= Tadd Truscott =

Tadd Truscott is an American mechanical engineer and experimental fluid dynamicist. He is an associate professor of mechanical engineering and chair of the Mechanical Engineering Program at King Abdullah University of Science and Technology (KAUST) in Saudi Arabia, where he leads the Splash Lab.

== Education and career ==
Truscott received a Bachelor of Science degree in mechanical engineering from the University of Utah in 2003 and a PhD in mechanical and ocean engineering from the Massachusetts Institute of Technology in 2009. After completing his doctorate, Truscott worked as a research engineer at the United States Naval Undersea Warfare Center. He later held academic positions at Brigham Young University and Utah State University before joining KAUST.

== Research ==
Truscott's research concerns experimental fluid mechanics, including droplet manipulation and transport, water entry and impact, cavitation and bubble dynamics, fluid–structure interaction, splash dynamics, and advanced flow visualization. His work combines high-speed imaging with custom experimental equipment and three-dimensional flow-measurement techniques. He leads the Splash Lab, whose research focuses on the behavior of fluids during impacts, splashing, droplet motion, water entry, cavitation, and related fluid–solid interactions.

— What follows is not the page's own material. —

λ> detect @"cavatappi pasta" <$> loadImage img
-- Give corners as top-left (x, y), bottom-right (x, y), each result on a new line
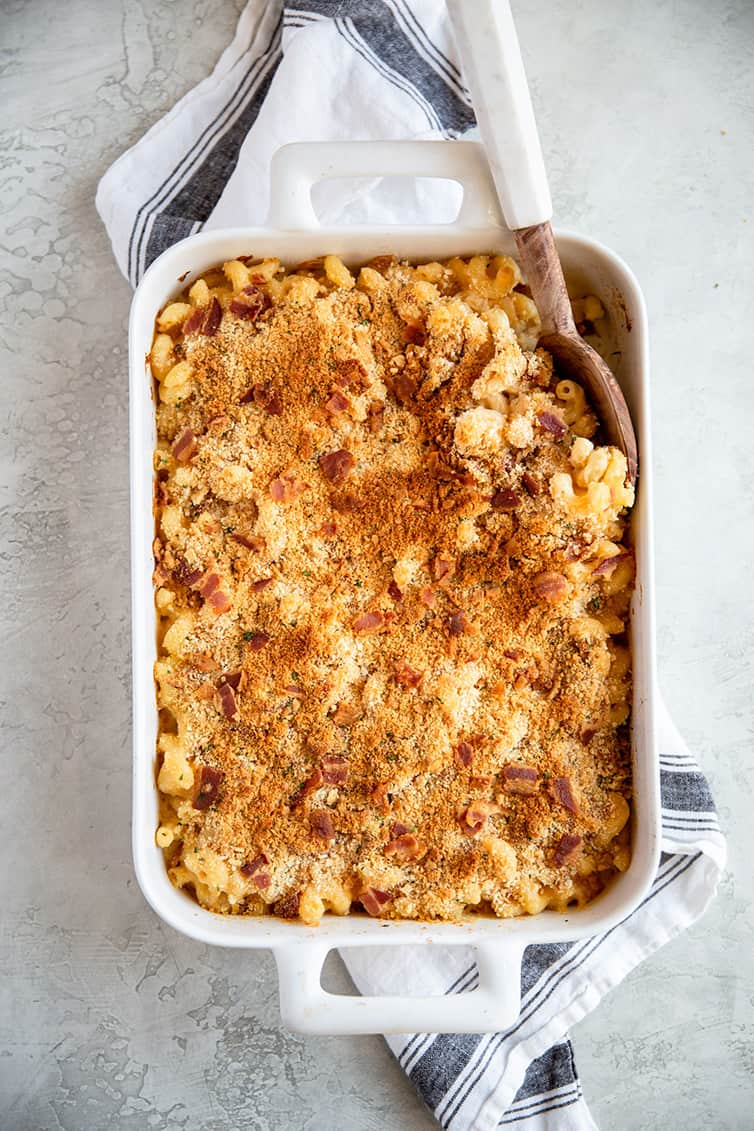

=== Egg sprinkler phenomenon ===
The Splash Lab has studied partially submerged rotating objects in a project popularly known as the "egg sprinkler" phenomenon. The research found that a rotating egg or sphere can draw liquid up its surface and eject it near the object's maximum radius. The observed ejection patterns included jets, sheets, and breaking sheets; their form depended on variables including viscosity, angular velocity, immersion depth, and object diameter. The phenomenon is not limited to eggs. The laboratory reported similar behavior in other partially submerged rotating objects whose radius changes with height, including spheres, inverted cones, and rings.

=== Water-skipping spheres ===
The laboratory has also investigated elastic spheres skipping across water. Its research reports that highly deformable spheres can skip effectively on water despite bouncing poorly on land. The behavior is associated with the deformation of the sphere during impact and its interaction with the water surface. Truscott was a co-author of publications on water-skipping stones and spheres and on the physics of elastic spheres skipping on water.

=== Urinal splashback ===
Truscott has also contributed to research on urinal splashback and other fluid-impact phenomena. A 2013 American Physical Society Division of Fluid Dynamics conference abstract associated with his work examined liquid-stream breakup, impact angle, fluid depth, and methods of reducing splashback. In 2026, Truscott received the Ig Nobel Prize in Physics jointly with Randy Hurd, Zhao Pan and Kaveeshan Thurairajah for "theoretical and experimental attempts to design a splash-free urinal." The award recognized theoretical and experimental work on the fluid dynamics of urinal splashback and methods of reducing it through changes in surface geometry and impact angle. The award-related research should be distinguished from the 2025 paper "Splash-free urinals for global sustainability and accessibility: Design through physics and differential equations". That paper discusses the designs known as "Nautilus" and "Cornucopia", but Truscott is not listed among its authors.

== Awards and recognition ==
In addition to the 2026 Ig Nobel Prize in Physics, KAUST lists Truscott as a recipient of the American Physical Society's Milton Van Dyke Award, an Office of Naval Research Young Investigator Award, and an ASME Fluids Engineering Division Summer Meeting Award. His research has also received recognition through the American Physical Society Division of Fluid Dynamics Gallery of Fluid Motion, which recognizes notable scientific visualization and fluid-mechanics research.

== Selected publications ==

- Truscott, T. T.; Wright, M. M.; Langley, K. R.; Belden, J. "Holy balls! Balls that walk on water." Physics of Fluids 24 (2012): 091103. doi:10.1063/1.4746071.
- Truscott, T. T.; Belden, J.; Hurd, R. "Water-skipping stones and spheres." 2014. "Elastic spheres walk on water." 2016.
- "Two instabilities in one liquid sheet." Physical Review Fluids, 2024 Gallery of Fluid Motion collection.